Everyone was asleep (except for Cas, who had gone out for a good-old-fashioned flight), leaving just Ellen and Dean alone in front of the fire, sipping whiskey and pondering the battle that lies ahead, "I've never actually been a soldier," Ellen comments.

Dean looks at Ellen, "What?"

"I've never fought in a war. My husband was the one who did the hunting. He had training from Vietnam," Ellen explains before she takes another swig of her drink, "He taught me everything I know,"

Dean shrugs, "Could've fooled me." Then he swallows more of his whiskey.
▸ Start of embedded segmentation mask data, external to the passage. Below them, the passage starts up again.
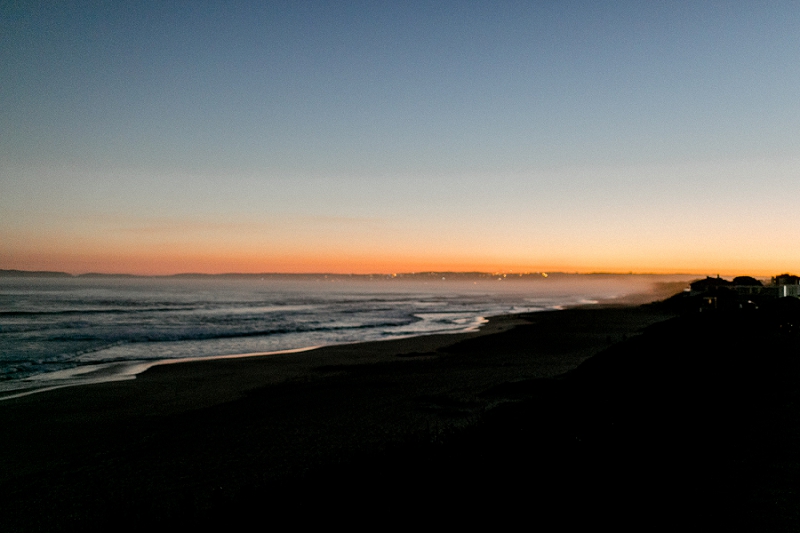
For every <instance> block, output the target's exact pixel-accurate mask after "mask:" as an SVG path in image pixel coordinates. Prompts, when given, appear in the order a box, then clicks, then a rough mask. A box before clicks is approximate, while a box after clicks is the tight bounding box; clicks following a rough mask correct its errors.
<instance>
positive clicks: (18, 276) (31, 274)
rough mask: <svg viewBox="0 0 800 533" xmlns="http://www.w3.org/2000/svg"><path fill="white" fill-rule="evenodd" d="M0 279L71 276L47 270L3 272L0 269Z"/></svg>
mask: <svg viewBox="0 0 800 533" xmlns="http://www.w3.org/2000/svg"><path fill="white" fill-rule="evenodd" d="M0 277H3V278H71V277H72V274H67V273H66V272H52V271H49V270H3V269H0Z"/></svg>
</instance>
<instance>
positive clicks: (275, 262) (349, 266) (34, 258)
mask: <svg viewBox="0 0 800 533" xmlns="http://www.w3.org/2000/svg"><path fill="white" fill-rule="evenodd" d="M3 255H6V254H3ZM0 268H3V269H17V270H49V271H61V272H68V273H70V274H85V273H90V272H91V273H103V274H134V275H171V274H181V273H204V274H225V273H243V274H258V273H288V274H316V273H330V274H392V273H401V272H403V273H407V272H429V271H441V272H444V271H447V272H506V273H511V272H513V273H526V272H569V273H580V274H589V273H613V274H629V273H632V274H696V275H698V276H700V275H716V274H720V275H723V276H737V275H751V276H759V277H767V276H773V275H776V274H779V273H782V272H785V271H792V268H791V267H787V266H777V267H773V266H770V265H758V266H756V265H754V266H753V267H752V268H748V267H747V266H730V267H724V266H721V265H719V266H717V265H711V264H694V265H693V264H690V263H683V265H680V264H679V265H676V266H656V265H648V264H636V265H634V266H631V265H628V264H625V263H624V262H623V261H619V262H616V263H613V264H601V263H598V264H595V265H592V264H573V263H567V262H564V263H555V262H550V263H540V264H535V263H531V264H517V263H515V264H512V263H503V262H500V261H489V260H483V261H481V260H473V261H470V260H465V259H462V258H440V259H433V258H426V257H422V256H419V257H405V258H403V259H400V260H398V259H397V258H393V257H381V256H369V257H368V256H336V255H333V254H329V255H324V254H308V255H299V254H285V255H281V256H275V257H265V256H264V255H261V254H259V255H255V254H254V255H251V256H231V255H225V254H211V253H208V254H191V253H183V254H174V255H171V256H168V257H165V256H163V255H159V254H139V255H135V254H126V255H119V254H97V253H95V254H78V253H59V254H47V255H45V254H15V257H8V256H6V257H0ZM795 270H797V269H795Z"/></svg>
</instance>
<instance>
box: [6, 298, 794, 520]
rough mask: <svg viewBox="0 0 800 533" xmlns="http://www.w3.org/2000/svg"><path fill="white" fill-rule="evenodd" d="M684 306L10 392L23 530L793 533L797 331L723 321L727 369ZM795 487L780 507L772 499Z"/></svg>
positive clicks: (779, 498)
mask: <svg viewBox="0 0 800 533" xmlns="http://www.w3.org/2000/svg"><path fill="white" fill-rule="evenodd" d="M674 317H675V313H674V311H673V310H671V309H668V308H664V307H658V306H641V307H633V306H627V307H626V306H617V307H605V308H601V307H587V308H576V309H568V310H562V311H548V312H539V313H530V314H519V315H508V316H501V317H494V318H491V319H490V320H489V323H488V324H487V325H485V326H484V327H483V328H481V330H480V331H478V332H471V333H459V334H447V335H429V336H421V337H412V338H406V339H398V340H392V341H381V342H370V343H360V344H346V345H338V346H331V347H325V348H321V349H317V350H311V351H307V352H302V353H294V354H286V355H276V356H266V357H253V358H242V359H222V360H213V361H198V362H191V363H178V364H163V365H157V366H154V367H152V368H151V369H149V370H147V371H146V372H144V373H143V374H140V375H139V376H137V377H136V379H134V380H129V381H120V382H110V383H102V384H95V385H86V386H80V387H70V388H63V389H58V390H54V391H49V392H44V393H39V394H34V395H30V396H25V397H21V398H16V399H9V400H5V401H3V402H0V426H1V427H3V428H4V433H5V436H4V438H3V439H2V443H0V476H2V478H0V488H1V489H2V490H1V492H2V493H3V495H4V496H3V498H2V501H0V512H2V516H3V517H4V521H5V526H4V530H7V531H44V530H46V531H57V530H78V529H82V530H86V529H103V528H105V527H108V526H109V525H115V527H117V528H119V527H122V526H124V527H130V528H131V529H137V528H140V527H143V526H149V525H156V524H162V525H171V526H179V525H180V526H196V527H206V526H209V527H210V526H211V525H232V524H233V525H236V524H238V525H244V524H248V523H250V522H249V520H252V519H253V518H254V517H259V518H260V519H261V520H262V521H263V520H267V518H265V516H267V515H268V521H270V522H274V523H275V524H281V523H285V522H287V521H291V522H292V523H296V524H302V523H309V524H314V523H322V522H327V523H331V521H336V520H340V521H344V520H346V521H348V523H357V522H364V523H367V522H369V521H370V520H371V519H373V516H374V515H375V514H376V513H377V514H380V513H384V519H386V518H385V517H387V516H392V517H394V518H392V520H393V521H410V522H413V521H415V520H421V519H423V518H424V517H425V516H429V517H436V518H437V519H438V520H443V521H444V522H445V523H452V524H455V523H460V522H462V521H466V522H470V521H471V520H473V519H484V520H495V523H498V524H499V523H503V522H504V521H506V520H510V519H511V518H520V517H529V519H531V520H538V522H539V523H540V524H541V525H545V524H553V523H559V524H561V525H565V524H573V523H574V524H579V523H580V524H586V523H589V522H597V521H600V522H605V523H613V524H616V525H618V526H620V527H623V526H625V527H630V528H631V529H633V528H634V526H636V525H637V524H638V525H642V524H643V522H641V520H642V519H644V520H647V521H648V522H646V523H644V524H645V525H647V524H649V525H651V526H652V525H661V524H669V525H681V524H683V525H684V526H687V527H686V529H690V530H691V529H698V530H700V529H703V528H704V527H706V526H708V525H709V524H716V525H726V526H730V525H737V524H738V525H739V526H741V525H743V524H746V525H752V524H762V523H767V522H769V520H773V522H772V523H773V525H775V524H777V526H779V527H776V528H774V529H773V530H790V529H787V528H790V527H791V526H792V525H796V524H797V514H796V511H797V505H796V503H793V502H792V498H795V497H796V492H792V490H794V487H795V486H796V485H794V484H793V483H794V482H795V481H796V479H797V465H798V462H797V457H796V453H794V451H793V450H794V448H792V446H791V444H792V443H793V442H796V441H797V438H798V435H797V430H796V429H794V428H796V427H798V426H797V425H795V426H792V425H790V424H786V423H785V422H787V417H792V416H794V417H795V418H796V415H795V414H794V411H793V410H792V409H791V406H790V404H791V402H792V401H793V398H795V397H796V396H792V395H793V394H797V385H796V383H795V382H793V381H792V380H791V379H789V377H790V376H793V375H796V372H797V361H796V359H797V358H794V359H792V358H791V357H789V356H787V357H783V355H784V354H785V353H788V354H793V353H795V352H793V351H792V350H796V338H795V337H791V338H789V340H788V341H786V340H785V339H783V338H777V340H774V339H772V337H769V339H772V340H770V341H769V342H772V343H773V344H774V346H772V345H770V346H772V347H771V348H770V349H771V351H770V352H769V353H775V354H778V355H775V356H774V357H771V358H767V359H762V360H758V361H756V362H755V363H754V362H753V360H751V359H742V357H740V356H739V355H741V354H742V353H743V352H742V351H741V347H742V346H744V345H747V346H750V347H752V346H761V347H762V348H763V347H764V338H765V337H764V336H763V335H762V333H763V332H762V331H761V330H757V331H756V330H753V331H755V332H754V333H752V335H754V336H753V337H752V338H751V337H747V338H745V339H739V340H738V341H736V342H733V341H731V340H730V335H729V333H730V332H731V331H734V332H739V333H737V334H741V331H742V328H741V325H740V324H739V325H737V324H734V325H733V326H731V325H730V324H728V323H727V322H725V323H723V324H717V325H716V326H715V327H717V328H718V329H719V328H721V329H720V331H722V333H719V332H717V333H719V335H717V333H714V334H713V335H711V336H709V337H708V339H707V342H712V341H713V343H718V342H719V339H720V338H724V339H729V340H727V341H726V342H727V343H728V344H727V345H725V346H723V347H721V348H720V350H722V351H723V352H725V353H728V354H730V353H733V354H734V355H736V357H733V358H730V357H729V358H728V359H727V361H726V364H725V365H722V366H721V365H720V360H719V358H720V352H719V350H716V349H714V350H712V351H713V353H714V354H715V355H714V357H712V358H711V359H709V360H705V359H698V358H697V354H698V353H700V352H697V346H698V345H697V344H696V343H697V342H700V345H699V346H700V348H702V349H705V350H706V351H708V350H710V348H709V345H708V344H707V343H706V344H703V341H702V339H703V338H705V337H704V336H703V335H706V334H707V332H706V330H703V335H700V334H699V333H698V330H697V329H695V330H692V329H691V327H690V326H688V325H687V324H685V323H676V322H675V321H676V320H677V319H676V318H674ZM646 328H647V329H646ZM726 328H727V329H726ZM731 328H733V329H731ZM751 329H752V328H751ZM723 330H724V331H723ZM644 331H646V332H647V333H645V334H642V333H643V332H644ZM725 332H727V333H725ZM709 335H710V334H709ZM715 335H716V336H715ZM720 335H721V337H720ZM687 339H689V340H690V341H691V342H689V341H687ZM698 339H701V340H700V341H698ZM747 343H750V344H747ZM792 343H794V344H792ZM733 347H735V349H734V348H733ZM726 350H727V351H726ZM701 351H702V350H701ZM737 354H739V355H737ZM732 361H733V362H735V363H736V364H735V365H730V363H731V362H732ZM764 361H768V362H769V363H765V362H764ZM721 369H722V370H721ZM791 372H795V374H791ZM776 384H779V385H780V387H782V388H780V390H779V388H778V387H777V385H776ZM742 391H747V394H743V393H742ZM770 402H771V403H770ZM776 402H777V403H776ZM787 402H788V403H787ZM773 404H775V405H777V406H778V407H775V405H773ZM787 406H788V407H787ZM768 409H769V410H768ZM767 410H768V411H767ZM765 412H768V413H769V416H770V417H771V418H765ZM734 428H735V431H734ZM787 431H788V432H789V433H790V434H787V433H786V432H787ZM734 435H735V436H736V438H733V437H734ZM787 439H788V440H787ZM792 439H794V440H792ZM765 447H767V448H769V449H770V453H772V454H773V455H765V454H764V450H765ZM734 452H735V453H734ZM737 461H738V462H737ZM773 461H776V462H774V463H773ZM765 462H766V463H769V464H766V463H765ZM776 464H777V465H783V466H781V467H780V468H778V472H779V474H780V475H777V474H776V476H777V477H776V476H772V477H769V476H768V475H767V473H770V472H772V473H774V472H773V470H772V468H773V467H774V466H775V465H776ZM759 465H760V466H759ZM776 468H777V467H776ZM765 472H766V473H765ZM748 476H749V477H748ZM759 476H760V477H759ZM765 476H766V477H765ZM781 476H782V477H781ZM751 485H752V486H754V487H756V489H758V490H756V489H753V490H755V493H754V492H753V491H752V490H750V489H751V488H752V487H751ZM722 489H724V490H722ZM759 490H760V491H762V492H759ZM763 491H767V492H763ZM770 491H771V492H770ZM776 491H777V492H776ZM787 491H788V492H787ZM776 494H778V495H779V497H778V500H780V501H781V502H783V503H782V504H781V505H783V509H784V510H783V511H782V512H777V511H776V510H775V509H774V505H775V504H773V503H770V502H769V501H767V500H769V498H772V497H773V496H775V495H776ZM764 498H766V499H764ZM754 502H755V503H754ZM759 502H760V503H759ZM745 504H746V505H745ZM759 505H760V506H759ZM743 506H744V507H743ZM734 511H735V512H734ZM737 512H738V513H739V514H738V515H737ZM386 513H391V514H386ZM742 513H745V514H746V517H747V520H750V521H749V522H747V521H745V522H743V521H742V520H741V519H740V518H741V517H740V516H739V515H741V514H742ZM793 513H794V514H793ZM776 516H777V518H774V517H776ZM534 517H535V518H534ZM643 517H646V518H643ZM687 520H692V521H693V522H691V523H688V522H686V521H687ZM765 520H766V521H767V522H764V521H765ZM689 526H692V527H689ZM694 526H697V527H696V528H695V527H694Z"/></svg>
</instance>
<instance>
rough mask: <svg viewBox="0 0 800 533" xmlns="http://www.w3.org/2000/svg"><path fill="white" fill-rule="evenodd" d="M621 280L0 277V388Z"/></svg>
mask: <svg viewBox="0 0 800 533" xmlns="http://www.w3.org/2000/svg"><path fill="white" fill-rule="evenodd" d="M635 289H641V286H638V287H633V286H631V284H630V283H628V284H626V283H608V281H605V282H594V283H591V282H584V283H575V282H574V281H570V282H563V281H562V282H558V281H552V282H547V283H545V282H542V281H538V282H535V283H534V282H530V281H523V280H516V281H512V280H509V279H507V278H503V277H500V276H498V277H497V278H496V279H495V278H489V279H479V280H460V281H458V280H456V281H449V280H447V279H445V278H444V277H443V279H438V277H435V278H431V279H426V280H424V281H420V280H400V279H395V278H383V277H376V278H364V277H354V278H353V279H348V278H347V277H341V276H339V277H330V278H328V277H325V276H319V277H316V278H297V279H294V278H291V277H286V278H279V277H267V278H264V279H259V278H255V279H253V278H250V279H225V278H215V277H212V278H200V279H180V278H170V277H165V278H83V277H71V278H13V277H4V278H0V392H5V393H8V392H9V391H14V390H18V389H26V388H30V387H32V386H36V387H42V386H61V385H64V384H74V383H78V382H81V381H92V380H94V381H97V380H108V379H115V378H123V377H130V376H132V375H134V374H135V373H136V372H139V371H141V370H142V369H143V368H147V367H148V366H149V365H151V364H152V363H156V362H160V361H166V360H173V359H191V358H204V357H214V356H224V355H234V354H255V353H269V352H278V351H284V350H296V349H301V348H307V347H313V346H321V345H330V344H339V343H350V342H362V341H372V340H381V339H392V338H399V337H404V336H413V335H422V334H428V333H446V332H459V331H468V330H471V329H475V328H477V327H479V326H480V324H482V323H484V322H485V321H486V317H489V316H492V315H499V314H507V313H521V312H529V311H539V310H544V309H555V308H559V307H563V306H569V305H575V304H580V303H589V302H593V301H597V300H598V299H605V298H614V297H618V296H620V295H622V294H624V293H625V292H632V291H633V290H635Z"/></svg>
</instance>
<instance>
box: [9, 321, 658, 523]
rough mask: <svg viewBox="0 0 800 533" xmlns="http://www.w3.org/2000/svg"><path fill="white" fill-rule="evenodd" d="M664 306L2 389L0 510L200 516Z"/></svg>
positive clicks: (615, 332)
mask: <svg viewBox="0 0 800 533" xmlns="http://www.w3.org/2000/svg"><path fill="white" fill-rule="evenodd" d="M667 316H668V315H667V314H665V313H663V312H661V311H654V310H647V309H642V308H628V307H618V308H598V307H596V306H592V307H591V308H589V309H580V308H576V309H566V310H560V311H544V312H538V313H531V314H527V315H505V316H501V317H492V318H491V319H490V321H489V323H488V324H487V325H485V326H484V327H483V328H481V329H480V330H479V331H477V332H471V333H458V334H440V335H429V336H422V337H410V338H405V339H397V340H390V341H376V342H369V343H361V344H351V345H336V346H329V347H323V348H319V349H316V350H311V351H307V352H303V353H295V354H292V355H291V356H269V357H251V358H232V359H217V360H208V361H205V360H201V361H192V362H187V363H181V364H169V365H157V366H154V367H152V368H150V369H148V370H147V371H145V372H143V373H142V374H139V376H138V377H137V379H135V380H126V381H117V382H106V383H100V384H94V385H86V386H79V387H69V388H62V389H58V390H53V391H49V392H46V393H42V394H34V395H29V396H24V397H20V398H16V399H10V400H6V401H3V402H0V425H2V427H5V428H13V429H11V430H10V431H11V433H12V435H13V438H8V439H3V442H2V443H1V444H0V463H2V464H0V466H1V467H2V468H0V472H2V479H1V480H0V488H2V489H3V490H4V492H5V493H6V494H8V497H7V498H5V499H4V500H3V501H2V502H0V510H2V511H3V512H4V513H5V516H9V514H10V515H13V516H15V517H16V518H17V519H19V523H18V524H16V525H17V527H19V529H20V530H25V529H26V527H29V528H31V529H33V530H35V529H36V528H37V527H39V528H40V529H42V528H43V529H47V528H48V527H47V524H50V525H52V523H53V521H54V520H57V517H59V516H62V513H66V514H67V515H69V516H73V517H74V527H76V528H79V527H80V528H82V527H92V526H96V527H100V526H99V524H100V522H103V520H111V517H110V516H109V515H108V514H107V513H109V512H111V511H109V510H113V513H112V514H115V515H116V514H118V513H121V512H122V513H128V514H130V513H132V512H137V513H138V512H143V513H145V515H146V516H139V518H138V520H145V518H146V520H145V521H147V520H154V521H159V520H162V519H167V518H169V517H173V518H174V517H175V516H176V513H177V514H181V512H180V511H178V510H176V507H175V506H178V507H180V506H181V505H184V504H185V503H186V499H187V498H188V499H189V500H191V501H193V502H195V503H193V504H192V505H197V506H199V508H198V509H199V510H197V511H196V512H191V513H189V514H191V515H192V516H194V515H197V516H203V512H204V511H203V509H206V506H207V503H208V502H207V498H209V497H211V494H213V492H214V490H216V489H212V488H213V487H219V486H222V487H228V488H227V489H226V490H229V491H232V492H231V493H241V491H248V490H250V489H248V488H247V487H252V486H254V485H255V486H257V487H261V488H264V487H270V486H273V485H275V484H281V483H286V482H288V481H287V480H293V479H298V475H300V474H299V473H300V472H307V471H313V470H314V469H318V468H321V467H324V465H330V464H339V463H341V462H343V461H344V462H346V461H351V460H355V459H357V458H359V457H365V456H371V455H373V454H375V453H383V452H384V451H386V450H388V449H391V448H392V447H395V446H397V445H401V444H403V443H407V442H408V441H409V439H411V440H414V441H417V440H421V441H428V440H429V439H431V438H438V437H437V436H442V435H447V434H450V433H452V432H454V431H459V430H462V429H463V428H465V427H469V426H471V425H473V424H474V423H475V422H476V421H477V420H479V419H481V417H482V416H483V415H484V414H485V413H486V412H488V411H489V410H491V409H493V408H494V407H496V406H497V405H499V404H502V403H504V402H506V401H514V397H513V396H514V395H513V394H512V397H511V398H505V399H504V398H498V397H491V396H486V395H485V393H486V392H487V391H488V390H492V389H493V388H496V387H498V386H502V385H503V384H507V383H513V382H517V381H521V380H530V379H551V378H553V377H555V376H558V375H561V374H563V373H564V372H566V371H568V370H570V369H573V368H575V367H576V366H577V365H578V364H580V363H581V362H583V361H585V360H586V359H587V358H589V357H591V356H592V355H595V354H596V353H598V352H599V351H601V350H602V349H604V348H606V347H607V346H608V345H609V344H612V343H613V342H615V341H619V340H622V339H623V338H626V337H628V336H630V335H634V334H636V333H637V332H639V331H641V329H642V328H643V327H645V326H647V325H649V324H652V323H654V322H658V321H660V320H663V319H664V318H666V317H667ZM53 438H56V441H55V442H54V441H53V440H52V439H53ZM98 458H104V459H102V460H100V461H99V462H98ZM181 465H183V466H181ZM176 469H177V470H176ZM176 480H181V481H180V483H178V484H177V485H176ZM259 490H261V489H259ZM152 491H155V493H151V492H152ZM209 491H210V492H209ZM123 494H124V497H122V496H121V495H123ZM155 494H158V497H156V496H155ZM45 501H46V502H48V504H47V505H46V507H47V509H42V508H40V506H41V505H42V502H45ZM181 502H183V503H181ZM203 502H205V503H203ZM154 506H155V508H154ZM99 509H105V510H104V511H102V512H100V511H99ZM135 509H145V510H146V511H135ZM12 510H16V511H14V512H12ZM98 513H99V514H98ZM137 516H138V515H137ZM26 520H33V522H34V523H35V524H34V526H30V524H26V522H25V521H26ZM98 521H99V522H98ZM42 524H44V525H42ZM40 526H41V527H40ZM12 530H13V528H12Z"/></svg>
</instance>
Ellen smiles, letting out a small laugh. "You flatter me, Dean. At least tomorrow, I get a chance to see what my husband went through all those years ago."

"You'll do fine, Ellen," Dean replies. "You're the toughest chick I know."

Ellen laughs again, "And you are the smoothest dick, I know." Her eyes twinkle mischievously. She stands up in front of the fireplace, "Now," she says confidently. "I have a toast to make."

Dean laughs at her a little, knowing she is more than a little tipsy.

She holds up her glass, "To the return of the old days. To the fall of Satan. To the survival of the human race. And—" she holds her glass up higher—"to family. May my daughter and the two sons I wish I had live the long, healthy, happy, possibly normal lives they deserve."

Dean hesitates for a moment. Her little speech, though produced while drunk, touches him a little. It makes his heart—hot with the rush of whiskey—warm with a little tenderness toward Ellen. He smiles up at her, his eyes softening a little as he raises his glass, "Cheers."

Then they both swallow the last of their whiskey. As he was sleeping that night, little toast from Ellen clings to Dean's mind, embedding itself into his consciousness.

A few weeks after they died, Dean remembered that moment with Ellen. It made him tear up as that memory always will. It is the best memory he has of his surrogate mother.

And he'd rather have that one drunken memory, than of a million other minor, sober memories. Because it is in that fuzzy, drunken memory that he remembers Ellen Harvelle's face the most.